1 Though I have critical reservations about this legal strategy due to its racial implications, it may very well prove to be most effective. If the Obama Administration and the Justice Department squarely tackled the unconstitutionality of racial profiling, they run the risk of a conservative U.S. Supreme Court dismissing their claim on grounds of precedent: the 1975 ruling of the United States v. Brignoni-Ponce. For this case, the Court essentially legalized racial profiling by enabling police to use someone’s racial appearance as grounds for stopping and searching motorists. Michelle Alexander points this out in her new book: “In that case the Court concluded that the police could take a person’s Mexican appearance into account when developing reasonable suspicion that a vehicle may contain undocumented immigrants.”

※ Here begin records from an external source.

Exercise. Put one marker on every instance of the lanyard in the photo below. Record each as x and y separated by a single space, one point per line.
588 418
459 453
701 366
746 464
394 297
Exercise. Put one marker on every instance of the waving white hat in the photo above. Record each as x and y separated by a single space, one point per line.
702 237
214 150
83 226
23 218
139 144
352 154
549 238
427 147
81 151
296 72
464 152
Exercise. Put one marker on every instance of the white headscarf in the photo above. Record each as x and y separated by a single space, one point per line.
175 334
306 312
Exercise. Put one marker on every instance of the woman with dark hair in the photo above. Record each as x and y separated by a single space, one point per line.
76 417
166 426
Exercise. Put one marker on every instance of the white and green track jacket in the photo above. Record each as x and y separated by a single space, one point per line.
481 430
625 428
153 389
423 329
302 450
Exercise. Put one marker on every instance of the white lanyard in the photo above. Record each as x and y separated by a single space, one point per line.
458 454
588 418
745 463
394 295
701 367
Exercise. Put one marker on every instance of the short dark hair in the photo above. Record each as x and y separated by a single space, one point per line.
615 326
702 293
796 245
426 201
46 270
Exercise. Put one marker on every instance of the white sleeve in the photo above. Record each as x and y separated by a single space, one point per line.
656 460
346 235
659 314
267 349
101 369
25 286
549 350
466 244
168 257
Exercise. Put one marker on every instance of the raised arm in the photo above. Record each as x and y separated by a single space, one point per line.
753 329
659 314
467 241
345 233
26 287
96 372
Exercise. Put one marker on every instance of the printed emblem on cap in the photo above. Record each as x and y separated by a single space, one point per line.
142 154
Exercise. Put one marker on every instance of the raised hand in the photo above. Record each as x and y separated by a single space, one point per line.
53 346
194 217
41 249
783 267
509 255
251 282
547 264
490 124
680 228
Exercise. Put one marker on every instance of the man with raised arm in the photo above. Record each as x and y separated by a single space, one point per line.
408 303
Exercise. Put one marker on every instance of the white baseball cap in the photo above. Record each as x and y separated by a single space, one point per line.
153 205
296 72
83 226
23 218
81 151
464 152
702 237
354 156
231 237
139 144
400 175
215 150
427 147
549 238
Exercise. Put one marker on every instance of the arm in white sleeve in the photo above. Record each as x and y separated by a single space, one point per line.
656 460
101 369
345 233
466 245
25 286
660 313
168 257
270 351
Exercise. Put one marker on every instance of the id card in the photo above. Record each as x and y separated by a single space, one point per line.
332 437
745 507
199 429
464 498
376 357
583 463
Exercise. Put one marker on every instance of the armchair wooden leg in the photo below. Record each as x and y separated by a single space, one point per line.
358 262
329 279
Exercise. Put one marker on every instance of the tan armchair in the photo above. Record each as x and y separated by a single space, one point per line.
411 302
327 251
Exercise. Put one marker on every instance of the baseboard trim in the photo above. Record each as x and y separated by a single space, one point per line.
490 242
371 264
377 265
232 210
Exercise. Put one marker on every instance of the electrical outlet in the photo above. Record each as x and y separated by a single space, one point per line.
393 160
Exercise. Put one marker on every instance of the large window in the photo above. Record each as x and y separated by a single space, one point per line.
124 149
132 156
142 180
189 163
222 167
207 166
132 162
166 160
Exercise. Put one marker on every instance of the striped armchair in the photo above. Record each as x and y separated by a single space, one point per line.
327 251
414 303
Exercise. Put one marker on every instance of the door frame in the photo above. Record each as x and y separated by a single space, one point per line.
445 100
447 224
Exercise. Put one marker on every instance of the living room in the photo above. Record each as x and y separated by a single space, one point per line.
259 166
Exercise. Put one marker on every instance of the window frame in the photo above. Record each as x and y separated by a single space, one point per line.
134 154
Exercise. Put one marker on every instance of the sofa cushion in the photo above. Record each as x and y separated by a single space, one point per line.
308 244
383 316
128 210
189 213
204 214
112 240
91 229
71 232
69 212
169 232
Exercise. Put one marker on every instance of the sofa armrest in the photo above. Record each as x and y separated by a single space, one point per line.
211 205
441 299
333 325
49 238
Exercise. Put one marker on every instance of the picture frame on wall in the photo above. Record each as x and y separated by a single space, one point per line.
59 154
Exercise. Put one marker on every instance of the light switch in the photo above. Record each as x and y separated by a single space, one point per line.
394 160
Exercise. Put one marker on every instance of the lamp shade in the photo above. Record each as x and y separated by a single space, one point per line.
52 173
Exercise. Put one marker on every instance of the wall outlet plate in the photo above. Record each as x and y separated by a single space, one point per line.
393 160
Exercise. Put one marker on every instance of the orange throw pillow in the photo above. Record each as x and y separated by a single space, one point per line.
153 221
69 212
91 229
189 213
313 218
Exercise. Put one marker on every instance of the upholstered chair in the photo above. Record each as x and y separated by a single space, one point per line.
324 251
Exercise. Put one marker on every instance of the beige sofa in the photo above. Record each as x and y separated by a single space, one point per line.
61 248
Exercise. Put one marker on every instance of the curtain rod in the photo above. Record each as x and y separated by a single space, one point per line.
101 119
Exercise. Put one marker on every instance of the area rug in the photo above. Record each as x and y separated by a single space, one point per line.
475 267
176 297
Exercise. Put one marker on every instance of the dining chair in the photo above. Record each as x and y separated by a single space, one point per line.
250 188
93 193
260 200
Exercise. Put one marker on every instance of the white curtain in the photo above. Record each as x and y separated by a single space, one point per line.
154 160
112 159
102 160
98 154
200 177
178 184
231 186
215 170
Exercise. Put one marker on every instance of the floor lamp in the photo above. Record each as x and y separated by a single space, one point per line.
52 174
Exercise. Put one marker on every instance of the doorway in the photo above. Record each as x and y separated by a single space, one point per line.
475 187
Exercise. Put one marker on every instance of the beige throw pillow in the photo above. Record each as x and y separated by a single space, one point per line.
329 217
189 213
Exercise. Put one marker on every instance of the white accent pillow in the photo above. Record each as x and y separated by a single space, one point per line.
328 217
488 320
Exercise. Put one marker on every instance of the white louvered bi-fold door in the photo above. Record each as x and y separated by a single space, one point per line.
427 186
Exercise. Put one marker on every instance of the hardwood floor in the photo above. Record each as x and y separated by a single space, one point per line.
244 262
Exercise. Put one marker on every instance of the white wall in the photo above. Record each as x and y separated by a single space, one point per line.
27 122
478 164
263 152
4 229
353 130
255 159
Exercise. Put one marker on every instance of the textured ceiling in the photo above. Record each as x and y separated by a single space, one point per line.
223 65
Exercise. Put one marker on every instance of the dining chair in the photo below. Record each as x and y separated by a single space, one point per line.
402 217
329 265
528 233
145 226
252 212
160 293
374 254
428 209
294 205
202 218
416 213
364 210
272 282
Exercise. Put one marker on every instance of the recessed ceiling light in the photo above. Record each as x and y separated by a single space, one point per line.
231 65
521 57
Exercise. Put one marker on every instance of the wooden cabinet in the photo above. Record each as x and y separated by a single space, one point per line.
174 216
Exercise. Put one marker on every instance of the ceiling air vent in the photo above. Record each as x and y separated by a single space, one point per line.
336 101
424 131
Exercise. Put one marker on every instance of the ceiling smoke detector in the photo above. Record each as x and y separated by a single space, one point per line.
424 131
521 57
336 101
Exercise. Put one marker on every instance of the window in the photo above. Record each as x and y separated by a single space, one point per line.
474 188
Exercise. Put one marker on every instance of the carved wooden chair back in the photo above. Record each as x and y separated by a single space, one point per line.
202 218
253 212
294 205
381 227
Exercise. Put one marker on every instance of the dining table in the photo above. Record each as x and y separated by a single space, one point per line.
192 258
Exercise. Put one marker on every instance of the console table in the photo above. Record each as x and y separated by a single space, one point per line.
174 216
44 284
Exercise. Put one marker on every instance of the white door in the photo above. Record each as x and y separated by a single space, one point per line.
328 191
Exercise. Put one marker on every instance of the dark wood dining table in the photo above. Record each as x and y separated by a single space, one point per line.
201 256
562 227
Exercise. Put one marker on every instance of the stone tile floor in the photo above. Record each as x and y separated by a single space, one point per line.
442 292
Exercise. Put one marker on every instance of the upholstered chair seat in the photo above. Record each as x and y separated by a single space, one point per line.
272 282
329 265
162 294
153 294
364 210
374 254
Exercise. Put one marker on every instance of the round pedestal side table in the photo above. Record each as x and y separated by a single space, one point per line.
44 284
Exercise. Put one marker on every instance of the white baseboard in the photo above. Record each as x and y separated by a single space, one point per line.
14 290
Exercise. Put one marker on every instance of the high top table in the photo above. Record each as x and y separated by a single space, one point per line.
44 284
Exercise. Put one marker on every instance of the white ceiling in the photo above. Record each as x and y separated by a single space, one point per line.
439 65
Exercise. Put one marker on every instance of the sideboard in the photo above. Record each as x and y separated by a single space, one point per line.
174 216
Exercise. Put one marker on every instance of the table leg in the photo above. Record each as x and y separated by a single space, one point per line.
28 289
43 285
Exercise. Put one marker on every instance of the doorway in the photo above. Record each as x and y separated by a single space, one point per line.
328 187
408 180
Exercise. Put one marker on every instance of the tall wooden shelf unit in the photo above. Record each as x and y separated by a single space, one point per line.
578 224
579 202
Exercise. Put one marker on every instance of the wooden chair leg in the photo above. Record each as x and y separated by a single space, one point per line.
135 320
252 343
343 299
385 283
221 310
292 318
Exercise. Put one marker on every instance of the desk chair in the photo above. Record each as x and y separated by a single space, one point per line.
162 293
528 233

Kasey Henricks, Master’s Student, Sociology Department, Loyola University Chicago
the discourse around arizona sb 1070 provides evidence of the law’s crass racism even before the first mexican- or central american-looking person is asked by the police to show evidence of citizenship: whites are excluded totally when speaking about ‘suspected illegals.’ i had two students from scandinavia a couple of semesters ago. they went to mexico and forgot to bring immigration documents. when they got to u.s. immigration, they were frantically looking for a document they could use to document their status. they took out their student id’s and showed them to the border patrolman. according to their testimony, he said, ‘it’s all right. you are white.’ so these attractive blue-eyed, blond students entered u.s. territory illegaly with the bessing of a border patrol officer.
Do you think it would be better in the long run to let the law be enforced for a while in order to provide more damning proof of how bad it is? Right now we just have what bad things might happen and although I am pretty sure that bad things will happen there is not proof. I would personally rather just get rid of SB1070 by any means we can, but I do see that I might be off base on this one.
The white racial frame tells us that white means positive, nothing to worry about, acceptable, no criminal record and none in the future, good reliable citizens, people you want for neighbors and definitely buy Girl Scout Cookies from them. If you’re brown or black this translates into negative, red flag, totally suspect, usually criminal record or about to have one, people you absolutely don’t want to share a backyard fence with, people who you don’t want your kids playing with, people who you’ll do business with but after that, please go away. This is the problem! It’s a mind set that discriminates at every turn, even with a glance or a subtle look. Like the Black Codes, we can’t tolerate this as a nation and even pretend to be a democracy. Sb 1070 is just as insidious as Jim Crow.